Em São Paulo, onde está sediado, o Instituto Butantan tem capacidade de transformar seis milhões de doses em quarenta e seis milhões. Está com os laboratórios prontos, mas eles seguirão parados enquanto esses insumos não desembarcarem nas mãos dos pesquisadores. Houve autorização de importação, mas é preciso que não fiquem retidos em malhas burocráticas. Nesse momento, o Brasil se encontra em um lugar que nenhum outro país, em meio à pandemia, queria estar. O presidente da República escolhe o jogo político, ideológico e partidário quando deveria privilegiar a saúde da população. “Não pode um juiz decidir se você vai ou não se vacinar”, declarou Bolsonaro. O que ele quer com isso? Tumultuar, criar notícias que vão minando a estabilidade institucional, colocar em prática a tática diversionista com nítido interesse eleitoreiro. O governador de São Paulo, João Doria, definiu de forma exemplar: “Não é uma questão de Justiça, mas, isso sim, de saúde”.

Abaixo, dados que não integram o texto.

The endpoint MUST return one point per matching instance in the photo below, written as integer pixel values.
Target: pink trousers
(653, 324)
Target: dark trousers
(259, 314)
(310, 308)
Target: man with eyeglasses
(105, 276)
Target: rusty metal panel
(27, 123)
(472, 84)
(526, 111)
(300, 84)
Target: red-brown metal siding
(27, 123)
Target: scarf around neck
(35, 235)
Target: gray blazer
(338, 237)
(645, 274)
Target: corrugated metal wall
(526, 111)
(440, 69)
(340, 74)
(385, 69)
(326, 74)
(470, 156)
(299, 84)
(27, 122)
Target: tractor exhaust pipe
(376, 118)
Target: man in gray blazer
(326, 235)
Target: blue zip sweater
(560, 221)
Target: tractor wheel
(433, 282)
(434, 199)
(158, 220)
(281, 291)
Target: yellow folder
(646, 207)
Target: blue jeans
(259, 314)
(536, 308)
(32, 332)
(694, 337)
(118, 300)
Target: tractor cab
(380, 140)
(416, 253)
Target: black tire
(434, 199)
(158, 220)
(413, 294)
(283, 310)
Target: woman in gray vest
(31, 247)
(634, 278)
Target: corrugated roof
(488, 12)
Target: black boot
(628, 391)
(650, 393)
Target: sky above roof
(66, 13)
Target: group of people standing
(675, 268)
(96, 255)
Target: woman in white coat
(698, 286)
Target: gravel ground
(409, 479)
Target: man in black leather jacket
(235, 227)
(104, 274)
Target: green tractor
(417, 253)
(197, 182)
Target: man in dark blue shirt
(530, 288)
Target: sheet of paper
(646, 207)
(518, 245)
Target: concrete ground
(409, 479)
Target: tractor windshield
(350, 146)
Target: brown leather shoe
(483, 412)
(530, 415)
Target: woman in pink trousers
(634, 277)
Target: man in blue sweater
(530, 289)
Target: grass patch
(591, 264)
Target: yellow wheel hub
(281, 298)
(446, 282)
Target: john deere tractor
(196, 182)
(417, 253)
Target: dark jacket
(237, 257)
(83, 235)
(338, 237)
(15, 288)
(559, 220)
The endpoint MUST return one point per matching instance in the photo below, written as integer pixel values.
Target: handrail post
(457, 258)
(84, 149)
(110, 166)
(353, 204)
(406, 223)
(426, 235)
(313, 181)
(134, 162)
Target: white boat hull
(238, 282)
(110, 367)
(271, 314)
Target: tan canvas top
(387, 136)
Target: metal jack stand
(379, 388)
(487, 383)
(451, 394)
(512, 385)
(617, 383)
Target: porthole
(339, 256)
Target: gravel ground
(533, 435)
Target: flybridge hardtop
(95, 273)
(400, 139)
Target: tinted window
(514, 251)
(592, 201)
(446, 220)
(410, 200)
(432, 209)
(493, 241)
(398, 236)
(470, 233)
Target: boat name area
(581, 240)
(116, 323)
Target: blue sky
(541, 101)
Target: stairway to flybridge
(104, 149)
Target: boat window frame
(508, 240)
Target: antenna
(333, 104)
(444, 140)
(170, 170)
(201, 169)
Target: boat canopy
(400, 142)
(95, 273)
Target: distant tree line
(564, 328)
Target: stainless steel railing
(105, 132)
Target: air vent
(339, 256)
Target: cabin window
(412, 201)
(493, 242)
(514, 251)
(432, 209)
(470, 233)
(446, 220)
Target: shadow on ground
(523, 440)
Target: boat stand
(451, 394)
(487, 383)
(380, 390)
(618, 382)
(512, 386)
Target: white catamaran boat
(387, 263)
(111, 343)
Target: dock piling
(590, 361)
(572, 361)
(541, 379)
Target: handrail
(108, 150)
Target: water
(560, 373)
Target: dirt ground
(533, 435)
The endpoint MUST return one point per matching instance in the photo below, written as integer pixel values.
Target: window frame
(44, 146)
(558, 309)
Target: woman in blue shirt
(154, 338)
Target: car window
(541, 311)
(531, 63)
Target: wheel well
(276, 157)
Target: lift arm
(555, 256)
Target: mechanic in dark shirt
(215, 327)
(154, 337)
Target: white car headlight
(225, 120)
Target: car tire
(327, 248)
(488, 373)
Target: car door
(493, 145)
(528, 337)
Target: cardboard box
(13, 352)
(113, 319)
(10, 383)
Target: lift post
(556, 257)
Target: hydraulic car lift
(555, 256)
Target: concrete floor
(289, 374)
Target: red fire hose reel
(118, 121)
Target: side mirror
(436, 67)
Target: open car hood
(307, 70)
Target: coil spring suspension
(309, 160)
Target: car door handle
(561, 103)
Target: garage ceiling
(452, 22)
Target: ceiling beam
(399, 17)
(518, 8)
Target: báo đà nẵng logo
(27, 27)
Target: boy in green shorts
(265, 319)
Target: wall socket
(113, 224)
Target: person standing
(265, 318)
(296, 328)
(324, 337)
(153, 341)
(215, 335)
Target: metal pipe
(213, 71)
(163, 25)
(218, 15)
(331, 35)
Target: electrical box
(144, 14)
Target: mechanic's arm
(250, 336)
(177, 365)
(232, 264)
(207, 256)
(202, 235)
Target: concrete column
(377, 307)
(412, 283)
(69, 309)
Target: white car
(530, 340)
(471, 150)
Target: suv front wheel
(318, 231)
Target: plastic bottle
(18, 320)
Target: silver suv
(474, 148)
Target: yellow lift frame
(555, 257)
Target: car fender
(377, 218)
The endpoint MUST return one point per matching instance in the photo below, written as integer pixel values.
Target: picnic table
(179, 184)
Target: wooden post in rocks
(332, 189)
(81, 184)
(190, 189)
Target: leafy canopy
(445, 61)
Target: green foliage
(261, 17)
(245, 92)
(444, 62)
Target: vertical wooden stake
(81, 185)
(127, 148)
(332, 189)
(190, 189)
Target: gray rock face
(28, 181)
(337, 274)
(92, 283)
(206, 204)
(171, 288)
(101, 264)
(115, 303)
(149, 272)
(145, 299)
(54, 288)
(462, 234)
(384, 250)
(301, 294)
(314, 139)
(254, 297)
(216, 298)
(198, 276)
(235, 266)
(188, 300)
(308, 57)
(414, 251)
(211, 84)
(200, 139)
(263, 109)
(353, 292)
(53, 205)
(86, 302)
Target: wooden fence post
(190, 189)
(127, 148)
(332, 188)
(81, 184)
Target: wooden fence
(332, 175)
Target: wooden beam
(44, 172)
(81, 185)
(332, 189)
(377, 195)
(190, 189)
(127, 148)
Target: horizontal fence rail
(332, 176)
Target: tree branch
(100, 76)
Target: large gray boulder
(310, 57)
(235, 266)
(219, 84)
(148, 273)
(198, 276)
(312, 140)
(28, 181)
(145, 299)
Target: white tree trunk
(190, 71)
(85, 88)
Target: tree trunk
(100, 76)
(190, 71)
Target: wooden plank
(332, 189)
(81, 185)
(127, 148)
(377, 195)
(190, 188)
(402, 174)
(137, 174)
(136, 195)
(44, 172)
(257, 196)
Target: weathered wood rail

As falas de Bolsonaro, de tão geladas e desumanas, parecem saídas
do livro de contos “O cobrador”, do saudoso Rubem Fonseca

Na coxia de cada teatral polêmica que Bolsonaro levanta, estão a intenção e a estratégia protelatórias. Assim, na semana passada, ele veio com mais um desatino, e isso em um instante no qual os brasileiros estão sob a ameaça de um inimigo invisível. O presidente decretou o início dos estudos visando a conceder à iniciativa privada as Unidades Básicas de Saúde. O decreto significava dar o primeiro passo na direção da privatização do SUS — é mais ou menos como privatizar o ar que respiramos. Despencou sobre Bolsonaro uma avalanche de críticas (de médicos, cientistas, juristas e políticos), e ele, no seu estilo vaivém, voltou atrás em vinte e quatro horas: acerta quem pensar que, dessa forma, ganhou mais dia de distanciamento na concentração de esforços pela vacina.

POLÊMICA Depois de pressionado, Barra Torres, da Anvisa, liberou os insumos (Crédito:Divulgação)

O capitão sabe como mudar o foco quando os seus valores ideológicos passam a ser indefensáveis, feito o princípio de que não precisa vacina porque “todo nós temos mesmo de morrer um dia” (é ou não é um caso grave de casa de custódia?). Afinal, para o presidente, “vacinação obrigatória somente para o meu cachorro” — fazemos, aqui, a ressalva de que cães têm mesmo de serem vacinados contra doenças que podem lesá-los, o que não significa deixar de lado a vacinação humana. “Uma vacina com eficácia diminui a circulação do vírus, a ocorrência de casos graves e, consequentemente, o número de mortes”, afirma o infectologista Jean Gorinchteyn, secretário de Saúde do Estado de São Paulo. “Precisamos de uma vacina já que o coronavírus veio para ficar”.

O governo federal e a Anvisa não apenas retardaram o processo como tentaram fazer com que se consolidasse no Brasil uma espécie de estado de não vacina. O diretor-presidente do órgão é o contra-almirante Antonio Barra Torres, entusiasta da cloroquina (cuja eficácia faz-se nula). Para William Dib, ex-presidente da agência, a Anvisa está hoje a “serviço do governo”. De um governo propagador de asnices, e eis mais uma delas advinda de Bolsonaro: “é melhor descobrir a cura da pandemia do que mover esforços para a vacinação”. Não adianta correr para avisá-lo de que pandemias não têm curas na história da humanidade, e somente vacinas as eliminam. Ele jamais vai ouvir. E, se ouvir, certamente não entenderá absolutamente nada.